When he changed the parameters to cities with more than 40,000 residents, the result was shocking. “The unbelievable amount of shooting and homicide that we had in this city per capita put us in front of Camden, N.J. It put us more violent than Detroit,” Cliff says. “We are No. 1 in the nation from 2003 until 2009.”

When folk duo Simon and Garfunkel sang about hitchhiking from Saginaw in the 1972 single, “America,” they weren’t the only ones leaving the city. “We suffer from the same maladies that every other industrialized Rust Belt city in this part of the country suffers from,” Cliff says, speaking from behind his desk in the second-floor office of a building that was a Sears department store when the city had double its current population.
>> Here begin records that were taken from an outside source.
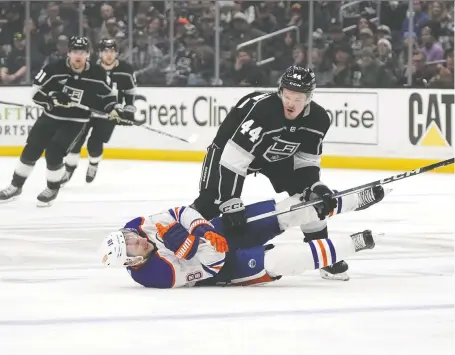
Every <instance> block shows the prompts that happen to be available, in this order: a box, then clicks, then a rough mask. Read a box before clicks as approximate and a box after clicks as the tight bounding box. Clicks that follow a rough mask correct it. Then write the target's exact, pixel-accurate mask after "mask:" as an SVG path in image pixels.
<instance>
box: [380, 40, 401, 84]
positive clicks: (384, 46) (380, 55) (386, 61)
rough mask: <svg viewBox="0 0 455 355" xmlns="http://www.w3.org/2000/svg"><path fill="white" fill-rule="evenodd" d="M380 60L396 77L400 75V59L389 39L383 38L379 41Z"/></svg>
mask: <svg viewBox="0 0 455 355" xmlns="http://www.w3.org/2000/svg"><path fill="white" fill-rule="evenodd" d="M377 48H378V60H379V61H380V62H381V63H382V64H383V65H384V67H385V68H386V69H387V71H389V72H390V73H392V74H393V75H394V76H395V77H399V75H400V73H399V69H398V59H397V57H396V56H395V53H393V51H392V44H391V43H390V41H389V40H388V39H385V38H381V39H380V40H379V41H378V46H377Z"/></svg>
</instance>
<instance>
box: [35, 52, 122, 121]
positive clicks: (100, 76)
mask: <svg viewBox="0 0 455 355" xmlns="http://www.w3.org/2000/svg"><path fill="white" fill-rule="evenodd" d="M33 88H34V91H35V93H34V95H33V101H34V102H35V103H36V104H38V105H41V106H43V107H44V114H45V115H46V116H48V117H50V118H54V119H57V120H67V121H77V122H88V121H89V119H90V112H88V111H86V110H83V109H80V108H77V107H69V108H65V107H58V106H56V107H53V108H52V109H51V110H49V108H48V107H47V105H46V104H47V102H48V96H49V94H50V93H51V92H53V91H56V92H59V91H60V92H64V93H66V94H68V95H69V96H70V98H71V100H72V101H73V102H75V103H78V104H82V105H85V106H88V107H91V108H98V109H99V108H100V106H101V109H103V110H105V111H106V112H109V111H110V110H111V109H112V108H113V107H114V105H115V104H116V103H117V101H116V96H115V94H114V92H113V91H112V87H111V83H110V79H109V78H108V76H107V75H106V72H105V71H104V69H103V68H100V67H99V66H96V65H91V64H90V63H88V62H87V64H86V67H85V69H84V71H82V72H80V73H78V72H75V71H73V70H72V69H71V67H70V65H69V62H68V59H66V58H65V59H61V60H58V61H56V62H54V63H51V64H48V65H46V66H44V67H43V69H41V71H40V72H39V73H38V74H37V75H36V76H35V79H34V81H33ZM100 103H101V105H100Z"/></svg>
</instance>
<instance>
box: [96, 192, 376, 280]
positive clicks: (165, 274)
mask: <svg viewBox="0 0 455 355" xmlns="http://www.w3.org/2000/svg"><path fill="white" fill-rule="evenodd" d="M375 189H376V191H375V196H380V198H379V199H376V200H375V201H370V202H369V203H365V199H362V193H360V194H352V195H347V196H345V197H342V198H338V199H337V200H338V201H337V202H338V203H337V208H335V209H334V210H332V211H330V213H328V215H329V216H333V215H336V214H340V213H345V212H349V211H354V210H359V209H364V208H367V207H369V206H371V205H372V204H374V203H377V202H379V200H381V199H382V198H383V196H384V190H383V189H382V187H379V188H375ZM378 189H379V190H378ZM369 192H370V193H371V190H369ZM378 192H379V193H378ZM363 193H365V191H364V192H363ZM301 201H302V195H294V196H292V197H289V198H287V199H285V200H283V201H281V202H278V203H276V202H275V201H274V200H267V201H262V202H258V203H254V204H252V205H249V206H247V207H246V213H247V217H252V216H256V215H260V214H263V213H266V212H270V211H283V210H287V209H289V207H290V206H291V205H294V204H296V203H298V202H301ZM320 212H321V211H320V210H319V211H318V210H317V209H316V208H313V207H307V208H304V209H300V210H295V211H293V212H289V213H285V214H282V215H279V216H276V217H269V218H265V219H262V220H258V221H254V222H252V223H248V225H247V233H246V234H245V236H243V237H241V238H240V237H236V236H227V235H223V234H222V233H223V226H222V223H223V222H222V219H221V218H215V219H213V220H211V221H210V222H209V221H207V220H205V219H204V218H202V216H201V215H200V214H199V213H198V212H197V211H196V210H194V209H192V208H190V207H176V208H173V209H169V210H167V211H164V212H161V213H158V214H153V215H150V216H148V217H145V218H144V217H138V218H136V219H133V220H132V221H130V222H128V223H127V224H126V225H125V227H124V228H123V229H120V230H119V231H116V232H113V233H111V234H110V235H109V236H108V237H107V238H105V240H104V241H103V244H102V246H101V253H100V254H101V255H100V259H102V262H103V264H104V265H105V266H109V267H116V266H120V267H126V268H127V269H128V272H129V274H130V275H131V277H132V278H133V279H134V281H136V282H137V283H139V284H141V285H143V286H145V287H153V288H173V287H181V286H200V285H217V284H223V285H226V284H231V285H237V286H246V285H253V284H259V283H267V282H271V281H274V280H278V279H280V278H281V277H282V276H293V275H299V274H302V273H303V272H305V271H307V270H312V269H319V268H323V267H326V266H328V265H331V264H333V263H335V262H336V261H337V260H342V259H343V258H347V257H349V256H351V255H353V254H354V253H355V252H358V251H360V250H364V249H372V248H373V247H374V246H375V238H376V236H375V235H374V234H372V233H371V232H370V231H364V232H359V233H355V234H352V235H346V238H343V239H339V238H338V239H336V240H330V239H319V240H310V241H309V242H308V243H302V244H295V243H293V244H277V245H274V244H267V245H265V243H267V242H268V241H270V240H271V239H273V238H275V237H276V236H278V235H280V234H281V233H283V232H284V231H286V230H287V229H289V228H291V227H294V226H301V225H309V224H312V223H321V220H320V216H321V214H320ZM324 222H325V221H324Z"/></svg>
As a 31-year veteran of the Detroit Police Department and a longtime Detroit resident, Cliff has seen firsthand how his adopted city has mirrored his hometown. “We used to house eight General Motors facilities here that employed almost 40,000 people,” Cliff says. “We now have one left with just a little over 800 employees.”

The Saginaw Police Department is in one of a few occupied buildings in the city’s downtown. Many businesses have fled to Old Town, an area in the early stages of gentrification on the other side of the Saginaw River. In the context of modern-day Saginaw, the Paul Simon-penned song about finding meaning in America takes on a bleaker tone than he might have intended. A street artist has emblazoned the lyrics in the form of graffiti across dozens of abandoned structures. Graffiti on a particularly decrepit building near Cliff’s office sums it up: “All gone to look for America.”